Esas No: 2020/1249
Karar No: 2022/15070
Karar Tarihi: 27.09.2022
Yargıtay 11. Ceza Dairesi 2020/1249 Esas 2022/15070 Karar Sayılı İlamı
Özet:
Sanığın dolandırıcılık suçuyla ilgili açılan kamu davasında kullanılan kimlik kartı ve resmi kıyafeti kullandığı tespit edildi. Ancak, mahkeme sanığın suçun diğer suçlara neden olup olmadığına ve nitelikli dolandırıcılık suçunu oluşturup oluşturmadığına dair yargılamaya devam etti ve sanığı mahkûm etti. Bu nedenle, sanığın temyiz başvurusu kabul edildi ve mahkeme kararı bozuldu. Şikayet eden kurumun temyiz talebi reddedildi. Kanun maddeleri olarak, sanığın temyiz başvurusunun süresi hakkında 5320 sayılı Kanun’un 8/1. maddesi gereğince uygulanması gereken 1412 sayılı CMUK’nin 317. maddesi, diğer yönleri incelenmeyen hükümlerin bozulması hakkında ise 5320 sayılı Kanun’un 8/1. maddesi gereğince uygulanması gereken 1412 sayılı CMUK'nin 321. maddesi belirtilmiştir.
"İçtihat Metni"
MAHKEMESİ :Asliye Ceza Mahkemesi
Sanığın, yokluğunda verilip, usulüne uygun olarak 13.12.2014 tarihinde tebliğ olunan hükmün, sanık tarafından 5320 sayılı Kanun’un 8/1. maddesi gereğince uygulanması gereken 1412 sayılı CMUK’nin 310. maddesinde öngörülen bir haftalık yasal sürenin son gününün tatil gününe rastlaması nedeniyle takip eden ilk iş günü olan 22.12.2014 tarihli dilekçe ile temyiz edildiği ve bu haliyle sanığın temyiz isteminin süresinde olduğu anlaşıldığından; tebliğnamede ret isteyen düşünceye iştirak edilmemiştir.

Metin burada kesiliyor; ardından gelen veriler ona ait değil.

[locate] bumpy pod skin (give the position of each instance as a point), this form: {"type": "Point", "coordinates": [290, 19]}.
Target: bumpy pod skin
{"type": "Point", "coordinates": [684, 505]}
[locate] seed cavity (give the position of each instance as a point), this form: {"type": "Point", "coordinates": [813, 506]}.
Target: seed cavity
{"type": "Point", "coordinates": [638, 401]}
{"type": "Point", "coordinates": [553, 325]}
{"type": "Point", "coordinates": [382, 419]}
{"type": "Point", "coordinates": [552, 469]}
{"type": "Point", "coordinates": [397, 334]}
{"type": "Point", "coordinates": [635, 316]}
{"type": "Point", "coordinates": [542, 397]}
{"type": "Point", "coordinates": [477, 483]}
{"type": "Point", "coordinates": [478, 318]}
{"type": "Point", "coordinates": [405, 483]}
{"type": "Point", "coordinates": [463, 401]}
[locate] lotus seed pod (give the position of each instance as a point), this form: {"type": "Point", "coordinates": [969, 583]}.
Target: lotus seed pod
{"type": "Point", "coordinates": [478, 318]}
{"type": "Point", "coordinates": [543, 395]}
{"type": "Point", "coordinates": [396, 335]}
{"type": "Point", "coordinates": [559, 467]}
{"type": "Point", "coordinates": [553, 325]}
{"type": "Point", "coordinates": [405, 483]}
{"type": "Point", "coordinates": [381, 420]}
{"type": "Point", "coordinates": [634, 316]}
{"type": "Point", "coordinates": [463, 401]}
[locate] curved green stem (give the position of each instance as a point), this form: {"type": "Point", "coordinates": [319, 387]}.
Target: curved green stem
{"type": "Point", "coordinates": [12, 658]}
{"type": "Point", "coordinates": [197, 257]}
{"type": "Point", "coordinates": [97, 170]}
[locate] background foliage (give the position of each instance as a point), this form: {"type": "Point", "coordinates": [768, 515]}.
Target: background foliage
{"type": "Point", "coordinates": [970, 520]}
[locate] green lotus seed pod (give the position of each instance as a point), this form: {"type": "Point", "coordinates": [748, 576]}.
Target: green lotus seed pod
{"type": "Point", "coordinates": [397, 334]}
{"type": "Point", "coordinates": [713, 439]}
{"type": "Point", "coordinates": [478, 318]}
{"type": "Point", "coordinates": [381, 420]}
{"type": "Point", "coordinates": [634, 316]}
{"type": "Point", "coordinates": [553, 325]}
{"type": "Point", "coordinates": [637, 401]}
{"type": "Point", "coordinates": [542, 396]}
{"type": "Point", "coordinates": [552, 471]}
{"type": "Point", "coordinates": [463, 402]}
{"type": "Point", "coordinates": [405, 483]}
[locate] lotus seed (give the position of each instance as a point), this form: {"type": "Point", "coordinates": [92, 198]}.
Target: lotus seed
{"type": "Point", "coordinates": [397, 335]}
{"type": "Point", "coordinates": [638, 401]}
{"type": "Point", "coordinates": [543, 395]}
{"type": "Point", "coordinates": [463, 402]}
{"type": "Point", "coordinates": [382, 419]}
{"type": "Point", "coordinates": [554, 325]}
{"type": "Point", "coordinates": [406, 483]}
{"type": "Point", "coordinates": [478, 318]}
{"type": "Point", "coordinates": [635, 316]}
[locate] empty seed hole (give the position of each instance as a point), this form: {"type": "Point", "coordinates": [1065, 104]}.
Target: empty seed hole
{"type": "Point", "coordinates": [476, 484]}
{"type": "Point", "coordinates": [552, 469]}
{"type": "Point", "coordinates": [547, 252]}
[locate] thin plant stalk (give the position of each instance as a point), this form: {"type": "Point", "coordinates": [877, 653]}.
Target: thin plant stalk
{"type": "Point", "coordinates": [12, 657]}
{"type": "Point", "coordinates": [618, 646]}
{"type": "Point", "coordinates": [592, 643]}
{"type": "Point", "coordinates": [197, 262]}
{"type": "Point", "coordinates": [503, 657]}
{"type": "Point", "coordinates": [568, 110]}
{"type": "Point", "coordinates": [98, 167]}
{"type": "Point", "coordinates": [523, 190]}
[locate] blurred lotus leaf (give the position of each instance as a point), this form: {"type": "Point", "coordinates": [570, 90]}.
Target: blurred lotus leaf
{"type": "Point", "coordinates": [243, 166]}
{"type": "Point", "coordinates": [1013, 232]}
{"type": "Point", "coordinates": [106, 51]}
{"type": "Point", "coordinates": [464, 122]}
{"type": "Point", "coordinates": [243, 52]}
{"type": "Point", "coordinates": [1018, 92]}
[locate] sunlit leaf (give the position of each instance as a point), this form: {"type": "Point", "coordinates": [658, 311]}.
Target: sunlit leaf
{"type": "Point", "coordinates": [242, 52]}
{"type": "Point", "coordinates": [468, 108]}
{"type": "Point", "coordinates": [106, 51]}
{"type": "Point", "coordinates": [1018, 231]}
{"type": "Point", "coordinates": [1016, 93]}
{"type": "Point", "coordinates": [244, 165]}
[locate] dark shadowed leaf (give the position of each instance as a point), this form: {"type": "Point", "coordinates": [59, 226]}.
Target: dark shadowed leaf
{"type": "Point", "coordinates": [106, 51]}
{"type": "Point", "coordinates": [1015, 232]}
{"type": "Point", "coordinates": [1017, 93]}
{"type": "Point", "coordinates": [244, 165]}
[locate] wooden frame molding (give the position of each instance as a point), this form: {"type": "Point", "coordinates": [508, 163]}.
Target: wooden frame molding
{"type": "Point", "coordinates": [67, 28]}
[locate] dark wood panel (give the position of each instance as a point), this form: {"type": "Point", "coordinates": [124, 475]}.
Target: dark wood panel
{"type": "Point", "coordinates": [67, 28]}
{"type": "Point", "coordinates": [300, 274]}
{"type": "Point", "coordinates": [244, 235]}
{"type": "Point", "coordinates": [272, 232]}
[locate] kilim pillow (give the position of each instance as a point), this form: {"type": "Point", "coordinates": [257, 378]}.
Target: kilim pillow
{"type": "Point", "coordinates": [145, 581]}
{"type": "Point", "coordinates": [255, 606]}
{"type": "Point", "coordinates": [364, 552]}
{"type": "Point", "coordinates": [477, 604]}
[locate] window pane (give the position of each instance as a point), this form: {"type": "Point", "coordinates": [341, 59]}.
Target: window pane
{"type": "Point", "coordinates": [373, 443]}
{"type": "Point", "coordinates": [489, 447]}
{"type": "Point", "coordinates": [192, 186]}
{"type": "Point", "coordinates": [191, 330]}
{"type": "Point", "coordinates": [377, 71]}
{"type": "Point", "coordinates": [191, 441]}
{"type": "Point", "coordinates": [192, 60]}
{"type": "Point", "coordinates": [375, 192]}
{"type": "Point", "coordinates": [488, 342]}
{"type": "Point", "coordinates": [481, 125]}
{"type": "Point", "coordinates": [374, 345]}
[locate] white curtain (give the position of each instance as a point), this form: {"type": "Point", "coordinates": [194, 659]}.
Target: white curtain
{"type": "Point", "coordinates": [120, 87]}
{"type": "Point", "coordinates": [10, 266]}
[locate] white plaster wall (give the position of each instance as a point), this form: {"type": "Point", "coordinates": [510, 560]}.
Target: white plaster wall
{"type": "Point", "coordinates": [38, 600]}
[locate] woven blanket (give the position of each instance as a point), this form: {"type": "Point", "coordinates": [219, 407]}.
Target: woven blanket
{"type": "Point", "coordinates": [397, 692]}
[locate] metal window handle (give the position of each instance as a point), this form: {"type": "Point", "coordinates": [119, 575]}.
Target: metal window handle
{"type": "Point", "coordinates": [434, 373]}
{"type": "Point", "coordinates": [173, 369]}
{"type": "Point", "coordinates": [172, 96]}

1- Katılan ... vekilinin temyiz isteminin incelenmesinde;
Suçun konusunu oluşturan “kimlik belgesinin” belgenin şikayetçi kuruma karşı kullanılmaması nedeniyle resmi belgede sahtecilik suçundan ile aynı şekilde dolandırıcılık ve özel işaret ve kıyafetleri usulsüz kullanma suçlarından doğrudan zarar görmeyen şikayetçi kurumun kamu davasına katılma ve hükmü temyiz etme hakkının bulunmadığı; usulsüz olarak verilen katılma kararının hükmü temyiz etme yetkisi vermeyeceği anlaşıldığından, şikâyetçi kurum/şikayetçi adına vekilinin temyiz isteminin 5320 sayılı Kanun’un 8/1. maddesi gereğince uygulanması gereken 1412 sayılı CMUK’nin 317. maddesi uyarınca REDDİNE,
2- Sanığın temyizinin incelenmesinde;
Sanığın,il özel idaresine ait resmi kıyafet ve kimlik kartını kullanarak kendisini il özel idaresi denetleme memuru olarak tanıtıp, müştekilerden haksız menfaat temin etmek suretiyle dolandırıcılık suçunu işlediği iddiasıyla açılan kamu davasında, sanığın eyleminin il özel idaresinin maddi varlığı olan kimlik kartı ve kıyafeti kullanarak 5237 sayılı TCK'nin 158/1-d maddesinde düzenlenen kamu kurum ve kuruluşlarının araç olarak kullanılması suretiyle dolandırıcılık ve hükümden sonra 02.12.2016 tarih ve 29906 sayılı Resmi Gazetede yayımlanarak aynı tarihte yürürlüğe giren 6763 sayılı Kanun’un 14. maddesi ile 5237 sayılı TCK'nın 158/1. maddesine eklenen (L) bendi kapsamında öngörülen nitelikli dolandırıcılık suçlarını ve hukuki bağlantı nedeniyle diğer suçları oluşturup oluşturmayacağına ilişkin delillerin takdiri ile değerlendirme yetki ve görevinin üst dereceli ağır ceza mahkemesine ait olduğu gözetilerek görevsizlik kararı verilmesi gerekirken, yargılamaya devamla mahkumiyet hükümleri kurulması
Yasaya aykırı, sanığın temyiz nedenleri bu itibarla yerinde görüldüğünden, 5320 sayılı Kanun’un 8/1. maddesi gereğince uygulanması gereken 1412 sayılı CMUK'nin 321. maddesi uyarınca diğer yönleri incelenmeyen hükümlerin BOZULMASINA, aleyhe temyiz bulunmadığından ceza miktarı bakımından sanığın kazanılmış hakkının saklı tutulmasına 27.09.2022 tarihinde oy birliğiyle karar verildi.